John Doyle

Personal information
- Date of birth: 17 January 1946 (age 80)
- Place of birth: Ireland
- Position: Forward

Senior career*
- Years: Team / Apps / (Gls)
- 1969–1972: South Sydney Croatia
- 1973: Pan Hellenic
- 1974–1975: South Sydney Croatia
- 1976–1978: APIA Leichhardt
- 1979: Canterbury-Marrickville Olympic

International career
- 1970: Australia / 1 / (0)

Managerial career
- 1988–1989: Australia (women)
- 1997: Sydney United
- 2004–2005: Sydney Olympic

= John Doyle (soccer, born 1946) =

Irish Australian soccer player and coach (born 1946)

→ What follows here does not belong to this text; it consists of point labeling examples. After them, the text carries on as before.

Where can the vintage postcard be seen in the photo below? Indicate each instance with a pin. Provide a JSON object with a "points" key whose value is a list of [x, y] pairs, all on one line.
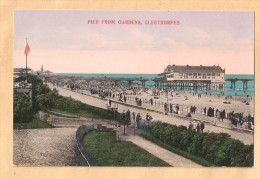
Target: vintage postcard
{"points": [[133, 88]]}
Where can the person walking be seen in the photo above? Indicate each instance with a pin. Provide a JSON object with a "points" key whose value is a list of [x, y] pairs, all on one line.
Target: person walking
{"points": [[202, 126], [198, 127]]}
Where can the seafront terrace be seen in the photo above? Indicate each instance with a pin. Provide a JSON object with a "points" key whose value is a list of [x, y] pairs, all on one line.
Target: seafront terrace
{"points": [[158, 82]]}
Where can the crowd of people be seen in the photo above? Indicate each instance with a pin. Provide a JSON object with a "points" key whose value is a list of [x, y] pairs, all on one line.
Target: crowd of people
{"points": [[111, 89], [197, 126]]}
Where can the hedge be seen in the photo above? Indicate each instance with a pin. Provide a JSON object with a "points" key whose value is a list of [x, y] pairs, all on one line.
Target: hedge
{"points": [[218, 148]]}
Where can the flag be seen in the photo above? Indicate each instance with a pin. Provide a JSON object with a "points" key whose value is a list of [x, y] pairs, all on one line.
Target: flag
{"points": [[27, 49]]}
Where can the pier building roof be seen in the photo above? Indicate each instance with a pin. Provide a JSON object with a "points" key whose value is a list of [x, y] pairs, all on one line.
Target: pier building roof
{"points": [[195, 69]]}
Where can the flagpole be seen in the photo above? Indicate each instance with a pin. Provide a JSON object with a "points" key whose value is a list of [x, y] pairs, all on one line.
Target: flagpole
{"points": [[26, 65]]}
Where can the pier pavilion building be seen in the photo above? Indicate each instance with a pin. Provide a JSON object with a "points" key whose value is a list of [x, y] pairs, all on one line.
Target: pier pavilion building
{"points": [[196, 77]]}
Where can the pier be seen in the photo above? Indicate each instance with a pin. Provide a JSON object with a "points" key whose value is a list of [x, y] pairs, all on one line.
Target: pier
{"points": [[200, 84], [234, 80]]}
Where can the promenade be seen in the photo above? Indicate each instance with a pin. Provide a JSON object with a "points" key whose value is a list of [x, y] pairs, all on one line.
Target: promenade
{"points": [[95, 101]]}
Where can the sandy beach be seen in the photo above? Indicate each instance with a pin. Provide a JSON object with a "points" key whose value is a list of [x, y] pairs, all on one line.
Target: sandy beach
{"points": [[85, 96]]}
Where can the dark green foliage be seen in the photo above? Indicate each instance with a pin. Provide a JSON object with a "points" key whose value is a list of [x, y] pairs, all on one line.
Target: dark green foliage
{"points": [[105, 150], [218, 148], [180, 152], [35, 123], [35, 81]]}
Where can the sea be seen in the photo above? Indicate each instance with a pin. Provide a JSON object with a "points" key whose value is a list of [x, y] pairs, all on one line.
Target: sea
{"points": [[238, 91]]}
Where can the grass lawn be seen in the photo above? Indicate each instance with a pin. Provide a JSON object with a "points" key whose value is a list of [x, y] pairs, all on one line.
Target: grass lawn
{"points": [[105, 150], [34, 124], [180, 152], [81, 113]]}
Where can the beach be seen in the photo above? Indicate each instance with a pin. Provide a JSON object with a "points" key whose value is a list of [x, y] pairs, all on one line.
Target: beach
{"points": [[183, 98]]}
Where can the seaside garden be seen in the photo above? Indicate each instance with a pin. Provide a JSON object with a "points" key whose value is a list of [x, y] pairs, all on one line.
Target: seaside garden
{"points": [[44, 99], [207, 149]]}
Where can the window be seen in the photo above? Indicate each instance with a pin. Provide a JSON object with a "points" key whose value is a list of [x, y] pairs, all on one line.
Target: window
{"points": [[194, 75], [170, 76]]}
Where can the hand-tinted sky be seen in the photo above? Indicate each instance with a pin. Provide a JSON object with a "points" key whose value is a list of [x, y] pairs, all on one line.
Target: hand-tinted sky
{"points": [[63, 41]]}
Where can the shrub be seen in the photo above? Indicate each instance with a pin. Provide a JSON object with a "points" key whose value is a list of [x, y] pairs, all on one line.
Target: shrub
{"points": [[218, 148]]}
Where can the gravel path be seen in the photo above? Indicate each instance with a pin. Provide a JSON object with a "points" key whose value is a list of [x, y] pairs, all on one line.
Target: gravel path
{"points": [[244, 137], [169, 157]]}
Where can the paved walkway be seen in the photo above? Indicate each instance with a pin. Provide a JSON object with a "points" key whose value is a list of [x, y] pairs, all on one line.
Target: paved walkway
{"points": [[244, 137], [169, 157]]}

John Doyle (born 17 January 1946) is a soccer coach and former player who was a forward. He won a single cap for the Australia men's national association football team in 1970 and coached the Australia women's national association football team during 1988.

==Career==

Born in Ireland, Doyle played club football for various teams in the Sydney area. He made one official international appearance for Australia's male team, as a substitute in a 1–0 friendly win over Israel on 10 November 1970. The match was part of a world tour under new coach Rale Rasic. On the tour Doyle took part in a further six matches, scoring two goals, in games which were not considered full international fixtures.

Doyle was put in charge of Australia's women's team two months before their appearance at the 1988 FIFA Women's Invitation Tournament (a pilot World Cup) in China. He resigned after the team performed poorly at the 1989 OFC Women's Championship.

In addition to his soccer career, Doyle worked as a high school maths teacher.